How a discount calculator works
A discount is just a slice taken off a starting price. Whether you are checking a shop’s “25% off” sticker or trying to see how steep a clearance markdown really is, the arithmetic comes down to two small formulas. This calculator handles both directions for you and formats the money with your chosen currency, but it is worth knowing the maths so you can sanity-check any deal in your head.
The two formulas
If you know the original price and the percentage off, the sale price and saving are:
- Sale price:
sale = price × (1 − discount ÷ 100) - Amount saved:
saved = price × (discount ÷ 100)
If instead you know the original and the final sale price, the percentage off is:
- Discount %:
discount = (1 − sale ÷ price) × 100
A worked example
Suppose a pair of headphones is listed at $80 with a 25% off
banner. Plug that into the first formula: 80 × (1 − 25 ÷ 100) = 80 × 0.75 = $60.
The amount you save is 80 × 0.25 = $20. Now flip it around — you spot the same
headphones elsewhere for $60 down from $80 and want the
percentage: (1 − 60 ÷ 80) × 100 = (1 − 0.75) × 100 = 25%. Both views agree, which
is exactly the cross-check this tool gives you.
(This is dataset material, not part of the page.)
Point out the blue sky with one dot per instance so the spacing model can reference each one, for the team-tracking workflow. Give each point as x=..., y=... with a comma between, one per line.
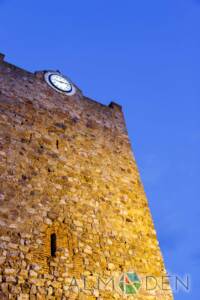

Common discounts at a glance
| Discount | You pay (per $100) | You save (per $100) |
|---|---|---|
| 10% off | $90.00 | $10.00 |
| 15% off | $85.00 | $15.00 |
| 25% off | $75.00 | $25.00 |
| 33% off | $67.00 | $33.00 |
| 50% off | $50.00 | $50.00 |
| 70% off | $30.00 | $70.00 |
Two directions
Start from a percentage to find the price, or from two prices to find the percentage — switch with one tap.
Clean currency
Results are formatted with your browser’s Intl number formatter, so symbols and separators match your currency.
Pre-tax clarity
The maths stays on the listed price so it works anywhere; add your local sales tax or VAT to the result if needed.